Currency differences when you obtain an invoice at a later date for goods

So what if you receive goods earlier than the invoice for them and as it happens, you need to take them into use right away. They need a price, that’s for one, but what if the price is quoted in a currency that fluctuates as compared to your functional currency?

Say that your functional currency is A and you bought something for 120B. The B in this case would be the foreign currency that fluctuates. The exchange rate is let’s say 1A = 1.2B. 

Now, say you bought 10 items for the total of 120B at the time. This 120B is something you calculate yourself since in our example you got no invoice with them just yet. Now you account for the 10 items in your accounting in their functional currency value that is 120 / 1.2 = 100A. Value of each item is 10.

Furthermore, as we gave the situation, you end up using all of the materials in your production or sell them all prior you receive the actual invoice. Say now that the invoice is obtained 2 weeks later within the same month and the currency exchange rate is now 1A = 1B.

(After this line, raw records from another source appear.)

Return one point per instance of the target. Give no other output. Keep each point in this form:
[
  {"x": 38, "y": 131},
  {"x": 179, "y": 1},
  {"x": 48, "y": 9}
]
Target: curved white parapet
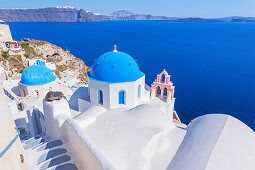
[
  {"x": 216, "y": 141},
  {"x": 55, "y": 114},
  {"x": 87, "y": 155}
]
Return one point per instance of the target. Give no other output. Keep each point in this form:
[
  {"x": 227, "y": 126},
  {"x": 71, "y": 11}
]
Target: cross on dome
[{"x": 115, "y": 48}]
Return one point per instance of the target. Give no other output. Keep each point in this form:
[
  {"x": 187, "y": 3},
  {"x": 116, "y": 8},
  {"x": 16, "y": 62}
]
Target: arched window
[
  {"x": 37, "y": 92},
  {"x": 139, "y": 91},
  {"x": 165, "y": 91},
  {"x": 100, "y": 97},
  {"x": 163, "y": 78},
  {"x": 122, "y": 97},
  {"x": 158, "y": 91}
]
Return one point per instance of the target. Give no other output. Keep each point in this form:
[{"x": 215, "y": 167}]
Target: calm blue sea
[{"x": 212, "y": 65}]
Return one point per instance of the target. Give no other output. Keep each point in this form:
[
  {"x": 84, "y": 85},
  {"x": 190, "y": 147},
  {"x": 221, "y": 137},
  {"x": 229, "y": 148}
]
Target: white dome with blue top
[
  {"x": 115, "y": 67},
  {"x": 37, "y": 75}
]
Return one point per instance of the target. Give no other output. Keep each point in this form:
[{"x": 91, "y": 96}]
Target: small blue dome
[
  {"x": 39, "y": 62},
  {"x": 37, "y": 75},
  {"x": 115, "y": 67}
]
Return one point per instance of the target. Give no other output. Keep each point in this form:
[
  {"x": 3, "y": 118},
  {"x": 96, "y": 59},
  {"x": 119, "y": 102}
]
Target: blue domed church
[
  {"x": 115, "y": 80},
  {"x": 36, "y": 81}
]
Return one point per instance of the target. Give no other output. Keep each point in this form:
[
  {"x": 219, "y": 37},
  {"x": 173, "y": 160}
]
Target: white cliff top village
[{"x": 115, "y": 121}]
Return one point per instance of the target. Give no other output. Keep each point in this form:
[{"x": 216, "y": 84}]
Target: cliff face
[
  {"x": 48, "y": 15},
  {"x": 66, "y": 14}
]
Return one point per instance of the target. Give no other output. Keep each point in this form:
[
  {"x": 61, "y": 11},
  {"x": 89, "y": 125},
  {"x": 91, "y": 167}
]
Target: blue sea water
[{"x": 212, "y": 65}]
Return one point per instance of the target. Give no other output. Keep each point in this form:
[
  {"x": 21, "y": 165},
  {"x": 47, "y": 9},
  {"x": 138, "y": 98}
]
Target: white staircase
[{"x": 44, "y": 154}]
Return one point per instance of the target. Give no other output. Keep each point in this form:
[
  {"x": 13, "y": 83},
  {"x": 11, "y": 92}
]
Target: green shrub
[
  {"x": 26, "y": 47},
  {"x": 5, "y": 55},
  {"x": 19, "y": 58}
]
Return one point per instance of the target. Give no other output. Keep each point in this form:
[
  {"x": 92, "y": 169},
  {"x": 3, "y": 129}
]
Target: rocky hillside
[
  {"x": 64, "y": 14},
  {"x": 68, "y": 14}
]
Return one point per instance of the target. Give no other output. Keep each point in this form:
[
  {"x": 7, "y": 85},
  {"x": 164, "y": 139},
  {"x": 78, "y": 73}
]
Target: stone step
[
  {"x": 51, "y": 154},
  {"x": 65, "y": 166},
  {"x": 33, "y": 143},
  {"x": 53, "y": 162},
  {"x": 26, "y": 141},
  {"x": 50, "y": 144}
]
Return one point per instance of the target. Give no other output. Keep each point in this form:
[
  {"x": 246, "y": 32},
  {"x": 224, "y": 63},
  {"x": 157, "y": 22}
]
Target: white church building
[{"x": 115, "y": 80}]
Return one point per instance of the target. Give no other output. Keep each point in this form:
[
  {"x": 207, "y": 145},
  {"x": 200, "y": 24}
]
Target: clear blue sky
[{"x": 179, "y": 8}]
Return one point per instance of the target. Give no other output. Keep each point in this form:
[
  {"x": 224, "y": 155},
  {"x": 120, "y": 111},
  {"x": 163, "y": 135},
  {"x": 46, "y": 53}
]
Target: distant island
[{"x": 71, "y": 14}]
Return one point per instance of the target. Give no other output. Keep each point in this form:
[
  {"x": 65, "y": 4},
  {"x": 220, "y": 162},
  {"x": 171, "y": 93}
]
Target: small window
[
  {"x": 139, "y": 91},
  {"x": 158, "y": 91},
  {"x": 100, "y": 97},
  {"x": 163, "y": 78},
  {"x": 37, "y": 92},
  {"x": 165, "y": 91},
  {"x": 122, "y": 97}
]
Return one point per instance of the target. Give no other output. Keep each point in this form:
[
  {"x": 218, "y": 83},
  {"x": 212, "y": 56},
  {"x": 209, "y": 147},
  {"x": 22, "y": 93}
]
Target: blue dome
[
  {"x": 115, "y": 67},
  {"x": 37, "y": 75}
]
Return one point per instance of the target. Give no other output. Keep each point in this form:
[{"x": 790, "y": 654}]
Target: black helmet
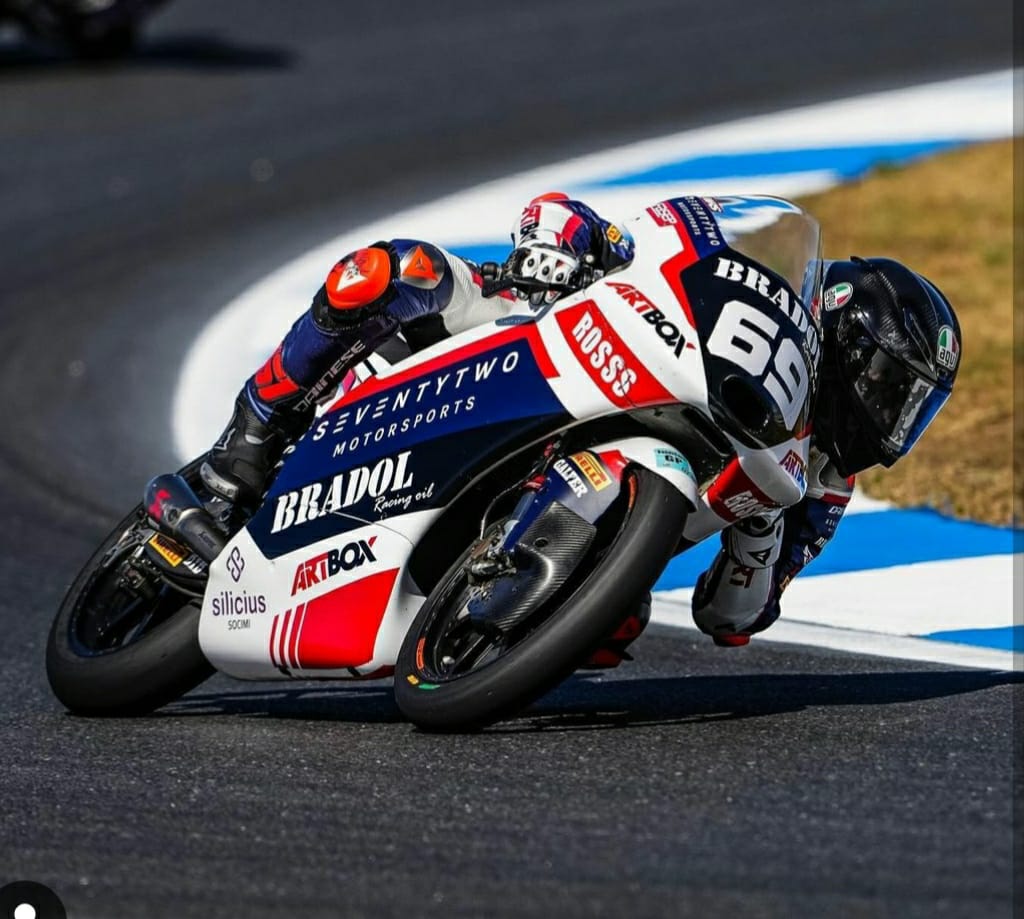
[{"x": 891, "y": 348}]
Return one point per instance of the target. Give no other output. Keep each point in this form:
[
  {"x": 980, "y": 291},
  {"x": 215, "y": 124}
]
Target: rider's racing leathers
[{"x": 427, "y": 294}]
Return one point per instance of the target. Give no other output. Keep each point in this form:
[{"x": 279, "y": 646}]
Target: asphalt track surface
[{"x": 770, "y": 782}]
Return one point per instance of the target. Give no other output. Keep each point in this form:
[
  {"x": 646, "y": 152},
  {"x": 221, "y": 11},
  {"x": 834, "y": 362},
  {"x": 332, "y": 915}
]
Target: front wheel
[{"x": 455, "y": 673}]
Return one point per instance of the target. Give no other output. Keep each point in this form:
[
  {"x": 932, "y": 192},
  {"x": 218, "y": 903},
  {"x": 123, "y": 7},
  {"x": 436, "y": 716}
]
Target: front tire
[
  {"x": 504, "y": 679},
  {"x": 111, "y": 652}
]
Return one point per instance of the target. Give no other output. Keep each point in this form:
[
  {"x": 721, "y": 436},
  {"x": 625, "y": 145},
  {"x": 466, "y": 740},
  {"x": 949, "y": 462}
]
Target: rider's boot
[
  {"x": 239, "y": 464},
  {"x": 736, "y": 596}
]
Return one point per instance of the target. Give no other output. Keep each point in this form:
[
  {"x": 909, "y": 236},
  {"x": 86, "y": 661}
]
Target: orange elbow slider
[{"x": 358, "y": 279}]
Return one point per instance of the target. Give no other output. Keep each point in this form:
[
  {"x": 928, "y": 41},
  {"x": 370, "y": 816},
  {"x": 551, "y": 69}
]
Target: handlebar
[{"x": 500, "y": 277}]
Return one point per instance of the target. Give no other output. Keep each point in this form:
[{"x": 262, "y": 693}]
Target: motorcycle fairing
[
  {"x": 389, "y": 487},
  {"x": 410, "y": 442}
]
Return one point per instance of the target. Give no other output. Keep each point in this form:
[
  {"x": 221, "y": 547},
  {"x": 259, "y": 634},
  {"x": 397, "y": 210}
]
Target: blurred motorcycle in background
[{"x": 91, "y": 29}]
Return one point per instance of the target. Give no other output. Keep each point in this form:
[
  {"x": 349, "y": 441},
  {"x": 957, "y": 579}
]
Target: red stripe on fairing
[
  {"x": 376, "y": 385},
  {"x": 300, "y": 612},
  {"x": 281, "y": 641},
  {"x": 273, "y": 632},
  {"x": 613, "y": 462},
  {"x": 732, "y": 482},
  {"x": 339, "y": 629},
  {"x": 672, "y": 272}
]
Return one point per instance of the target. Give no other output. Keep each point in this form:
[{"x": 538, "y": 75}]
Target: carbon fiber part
[{"x": 547, "y": 554}]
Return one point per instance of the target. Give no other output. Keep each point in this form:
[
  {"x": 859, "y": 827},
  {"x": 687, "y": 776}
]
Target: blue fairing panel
[{"x": 407, "y": 446}]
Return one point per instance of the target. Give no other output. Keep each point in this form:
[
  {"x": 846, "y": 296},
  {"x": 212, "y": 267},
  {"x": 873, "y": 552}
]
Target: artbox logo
[
  {"x": 328, "y": 564},
  {"x": 309, "y": 503}
]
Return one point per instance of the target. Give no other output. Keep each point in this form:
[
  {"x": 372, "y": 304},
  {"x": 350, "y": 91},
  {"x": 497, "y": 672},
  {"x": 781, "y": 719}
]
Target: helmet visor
[{"x": 899, "y": 403}]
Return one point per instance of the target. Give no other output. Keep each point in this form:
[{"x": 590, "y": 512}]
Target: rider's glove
[
  {"x": 822, "y": 476},
  {"x": 542, "y": 272}
]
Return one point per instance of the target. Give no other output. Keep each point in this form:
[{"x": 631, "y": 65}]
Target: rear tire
[
  {"x": 157, "y": 664},
  {"x": 599, "y": 599}
]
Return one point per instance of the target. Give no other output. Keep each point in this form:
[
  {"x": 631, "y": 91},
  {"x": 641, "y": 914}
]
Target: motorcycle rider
[{"x": 890, "y": 353}]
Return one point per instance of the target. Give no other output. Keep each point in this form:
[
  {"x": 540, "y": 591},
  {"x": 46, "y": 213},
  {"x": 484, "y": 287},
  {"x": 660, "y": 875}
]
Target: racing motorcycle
[
  {"x": 478, "y": 518},
  {"x": 89, "y": 28}
]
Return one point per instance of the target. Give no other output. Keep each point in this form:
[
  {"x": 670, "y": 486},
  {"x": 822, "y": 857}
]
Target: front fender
[{"x": 656, "y": 456}]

In your accounting you’ve accounted the items into expenses with the item value as 10A and the total of 100A. Your supplier still wants 120B from you, however, the exchange rate has changed and this 120B costs now 120 / 1 = 120A for you. As such, your expenses for the item actually increased and you account for the difference of 20A into your cost of goods sold (had you waited for the invoice, your cost of goods sold would be bigger so it’s only proper to add this expense into this group).

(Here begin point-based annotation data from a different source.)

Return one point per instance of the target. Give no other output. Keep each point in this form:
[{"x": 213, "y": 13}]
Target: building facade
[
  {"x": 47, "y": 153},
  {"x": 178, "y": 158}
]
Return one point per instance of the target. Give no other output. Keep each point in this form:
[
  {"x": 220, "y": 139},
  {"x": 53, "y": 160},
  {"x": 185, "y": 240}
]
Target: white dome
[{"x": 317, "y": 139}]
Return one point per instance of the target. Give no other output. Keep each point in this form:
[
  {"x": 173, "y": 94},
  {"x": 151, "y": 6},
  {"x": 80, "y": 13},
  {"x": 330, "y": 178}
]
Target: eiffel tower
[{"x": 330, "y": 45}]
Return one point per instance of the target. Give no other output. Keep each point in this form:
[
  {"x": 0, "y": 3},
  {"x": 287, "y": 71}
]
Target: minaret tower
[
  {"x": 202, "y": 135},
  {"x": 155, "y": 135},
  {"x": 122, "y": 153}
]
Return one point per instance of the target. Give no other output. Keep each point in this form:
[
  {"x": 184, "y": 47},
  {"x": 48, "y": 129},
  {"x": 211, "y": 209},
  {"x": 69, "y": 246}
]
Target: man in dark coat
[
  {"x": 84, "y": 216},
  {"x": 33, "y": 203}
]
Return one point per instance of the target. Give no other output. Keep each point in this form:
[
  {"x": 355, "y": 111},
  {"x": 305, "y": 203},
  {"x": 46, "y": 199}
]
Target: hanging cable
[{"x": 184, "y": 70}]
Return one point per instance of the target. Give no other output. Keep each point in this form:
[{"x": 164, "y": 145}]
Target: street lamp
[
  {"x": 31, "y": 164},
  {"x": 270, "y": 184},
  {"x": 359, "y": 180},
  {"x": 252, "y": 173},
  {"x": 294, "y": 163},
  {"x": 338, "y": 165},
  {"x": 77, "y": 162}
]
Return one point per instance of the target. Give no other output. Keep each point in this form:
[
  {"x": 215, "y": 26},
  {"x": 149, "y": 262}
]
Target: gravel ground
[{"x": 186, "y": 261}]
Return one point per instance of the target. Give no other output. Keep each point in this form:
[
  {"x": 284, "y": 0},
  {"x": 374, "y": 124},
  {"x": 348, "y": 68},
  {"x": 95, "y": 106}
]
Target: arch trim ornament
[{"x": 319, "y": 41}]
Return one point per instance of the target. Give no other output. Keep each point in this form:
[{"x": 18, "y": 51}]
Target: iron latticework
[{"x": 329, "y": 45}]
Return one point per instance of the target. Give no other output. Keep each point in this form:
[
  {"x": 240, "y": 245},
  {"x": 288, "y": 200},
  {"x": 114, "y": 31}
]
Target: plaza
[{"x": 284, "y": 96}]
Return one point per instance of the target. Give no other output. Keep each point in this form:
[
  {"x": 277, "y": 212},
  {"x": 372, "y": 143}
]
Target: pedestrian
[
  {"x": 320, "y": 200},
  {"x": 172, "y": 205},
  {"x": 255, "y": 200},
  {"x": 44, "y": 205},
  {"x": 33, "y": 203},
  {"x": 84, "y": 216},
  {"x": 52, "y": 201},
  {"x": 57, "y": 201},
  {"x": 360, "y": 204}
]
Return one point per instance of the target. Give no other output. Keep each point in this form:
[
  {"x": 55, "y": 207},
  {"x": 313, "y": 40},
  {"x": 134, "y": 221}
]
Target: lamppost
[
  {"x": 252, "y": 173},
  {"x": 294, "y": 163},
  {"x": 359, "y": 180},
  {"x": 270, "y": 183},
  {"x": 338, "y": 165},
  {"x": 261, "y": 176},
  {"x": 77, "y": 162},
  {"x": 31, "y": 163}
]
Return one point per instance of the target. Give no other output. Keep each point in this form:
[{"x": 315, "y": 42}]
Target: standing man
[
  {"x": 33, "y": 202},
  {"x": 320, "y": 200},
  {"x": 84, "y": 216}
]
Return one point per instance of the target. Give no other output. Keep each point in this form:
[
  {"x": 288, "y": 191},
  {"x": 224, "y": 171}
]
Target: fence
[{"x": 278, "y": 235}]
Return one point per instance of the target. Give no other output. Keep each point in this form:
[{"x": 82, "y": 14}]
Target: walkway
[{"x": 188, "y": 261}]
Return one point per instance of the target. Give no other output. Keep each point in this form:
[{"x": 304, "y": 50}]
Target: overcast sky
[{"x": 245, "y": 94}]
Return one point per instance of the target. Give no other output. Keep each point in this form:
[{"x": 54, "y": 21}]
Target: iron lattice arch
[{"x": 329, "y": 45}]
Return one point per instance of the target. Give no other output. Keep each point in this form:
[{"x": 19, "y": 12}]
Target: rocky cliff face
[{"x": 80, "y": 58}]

Remember, it doesn’t really matter at which date you receive the invoice, but when you pay your balances. Why you ask? Simply due to the fact that you need buy foreign currencies anyhow and as such, they cost you something. This means that either they are cheaper or more expensive as opposed to the date you took on the liability; you’re making either profits or losses from the transaction. That is if the currency fluctuates obviously.